Wechselbäder eines Bürgermeisters
von Walter Deissmann  Bürgermeister a. D.      ISBN 3-924145-33-4
Dr. Roland Varwig, Privatdozent der Johann Wolfgang Goethe Universität Frankfurt/Main
"Noch eine" Autobiographie"? Nein! -- Also neue, persönliche "Bekenntnisse"? Auch das nicht! -- Dann vielleicht ein- mit Rücksicht auf den allgemeinen Rechtsfrieden ungesühnter- "berühmter Rechtsfall "?--Das schon eher; denn tatsächlich hat Walter Deissmann eine hoch interessante Mischform vorgelegt; Zum einen hat er sich in einer schlichten Erzählung von seinem existenzvernichtenden Erlebnis freigeschrieben, zum anderen hat er eine -- wenn auch bisweilen redundante- doch nur allzu realistische Collage von Zeitungsartikeln, - berichten und -kommentaren montiert, die seinen" Fall " so, wie man damals darüber sprach, multiperspektivisch und polyphon repräsentiert.
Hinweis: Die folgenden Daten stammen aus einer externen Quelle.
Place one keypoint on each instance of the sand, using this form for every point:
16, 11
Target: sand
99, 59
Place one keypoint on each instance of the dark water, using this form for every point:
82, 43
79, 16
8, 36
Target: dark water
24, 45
D.h. kein einäugiges Lamento eines Michael Kohlhaas, sondern sauber archivierte Beweiserhebung über mündliche, schriftliche und abbildende Zeugnisse; Also gerade das Prinzip, das von seinen Gegnern so grob verletzt wurde, nämlich das " Man muß sie hören beide" (audiatur et altera pars), eben dieses Prinzip verwirklicht Walter Deissmann ihnen gegenüber durch die humanistisch bewältigte Form einer Literaturcollage mit evidenten Textillustrationsmontagen. Die Lektüre ist nicht nur für diejenigen mit Ortskenntnis ein " Aha- Erlebnis " vor allem durch das liebenswerte, lokale und zeitgenössische Kolorit, sie ist auch ein überwältigend versöhnliches "Dennoch- Erlebnis" für jeden politisch engagierten und zugleich liberalen Menschen.